When it comes to developing a benefits communications strategy that will engage your employees, creating messages that resonate with your audience is key. And it can also be quite the challenge, especially in today’s world, when an average workforce typically includes employees who span three generations and are the products of different cultural backgrounds, education levels, and lots of other differentiators.
One way successful companies tackle this issue is through the use of what’s called personas.
Think of a persona as the embodiment of key characteristics that inform the message you create for a defined population of employees. Use personas to determine the correct approach for engaging employees, based on what they do, their preferences, the challenges they face, and other relevant information. Personas are an essential component of a communications strategy, because communications need to be delivered in ways people can understand, and through media channels (e.g., postcards, videos, emails) that work for them.

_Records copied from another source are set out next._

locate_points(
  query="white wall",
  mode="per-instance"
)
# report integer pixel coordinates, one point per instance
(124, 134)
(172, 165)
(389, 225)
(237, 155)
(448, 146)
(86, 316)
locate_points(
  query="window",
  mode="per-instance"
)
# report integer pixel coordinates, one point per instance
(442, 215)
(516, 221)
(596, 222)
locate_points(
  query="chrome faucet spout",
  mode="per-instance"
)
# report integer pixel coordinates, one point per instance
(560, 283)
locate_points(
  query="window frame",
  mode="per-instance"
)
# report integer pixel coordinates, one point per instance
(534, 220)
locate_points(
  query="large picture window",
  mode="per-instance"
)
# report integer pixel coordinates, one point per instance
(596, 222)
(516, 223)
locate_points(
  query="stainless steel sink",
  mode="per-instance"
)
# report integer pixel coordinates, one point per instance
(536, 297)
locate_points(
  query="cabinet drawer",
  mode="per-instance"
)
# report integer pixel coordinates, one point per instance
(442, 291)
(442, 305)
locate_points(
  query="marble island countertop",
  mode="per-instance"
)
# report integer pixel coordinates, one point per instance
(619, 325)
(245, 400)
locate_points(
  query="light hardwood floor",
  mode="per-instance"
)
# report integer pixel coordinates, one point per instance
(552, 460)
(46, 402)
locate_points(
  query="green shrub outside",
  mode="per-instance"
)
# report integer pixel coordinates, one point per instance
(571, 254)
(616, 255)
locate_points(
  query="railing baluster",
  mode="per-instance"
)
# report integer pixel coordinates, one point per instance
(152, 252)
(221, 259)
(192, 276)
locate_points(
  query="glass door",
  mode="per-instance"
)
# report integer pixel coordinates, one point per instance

Here’s how the UX folks who created Xtensio (a marketing tool that helps companies summarize what they’re all about) explain user personas to their clients:
“User Personas represent real, living, and breathing people who will engage with your product. While individuals featured on Personas are technically hypothetical, the information on the document should not be hypothetical. All sections must be completed based on fact, hard data, and research.”
When we create messages for a client, we typically develop three to five personas that represent the categories into which employees naturally line up. These buckets become more apparent when we look at some basic information we collect about employees, including their titles and key details about their roles, their demographics (gender, age, salary, location, education, and family), their goals and challenges, their values and fears—even the potential call to action or unique message you’ve tailored for them.
Where do we get all this information? We draw from a variety of sources, including: website analytics, HR records, team members who interact with employees, employee surveys and interviews, and even social media. You can, too. Learn more about creating personas here.
Recently, we kicked off a project for a new client with a unique employee population. Apart from the C-suite and office staff, the majority of this client’s employees are home health care workers who are dispatched by field offices throughout the nation. These field employees spend most of their working hours providing skilled health care and other support services to people in their homes.
We learned all this and more when we flew out to meet our client and do our typical half-day kickoff meeting. As always, we covered the essentials: their benefits strategy, goals and objectives, what’s worked well and not-so-well for them in the past, how they’d measure the success of a new employee communications campaign. But we also had an opportunity to go into the field and speak with the employees who coordinate the homecare workers. It was an amazing experience that opened our eyes to so much!
We heard firsthand how this major slice of our client’s workforce structures their days; we learned about these employees’ health and financial challenges; and we listened to how they juggle the priorities in their lives. For us, these conversations were the perfect reminder of why—when we’re developing benefits communications—it’s so important not to think about “the average employee” in a workforce but, instead, about individual workers and their unique challenges.
Only by empathizing with the unique circumstances of each individual can we begin to develop communications that will resonate with that person. Since our clients typically have thousands of employees, we can’t get to know each and every one. But we can begin to know them by creating “personas” and assigning those personas characteristics that align with those of our clients’ employees. Then, based on the characteristics of the personas, we customize messages with personalized, relevant calls to action that support our clients’ goals and objectives.
Once you begin to think about employees as individuals who have lives and conversations outside their jobs, you’ll be able to frame your messages in ways that will resonate with them. And get them to participate in the call to action. Because, ultimately, that’s what it’s all about.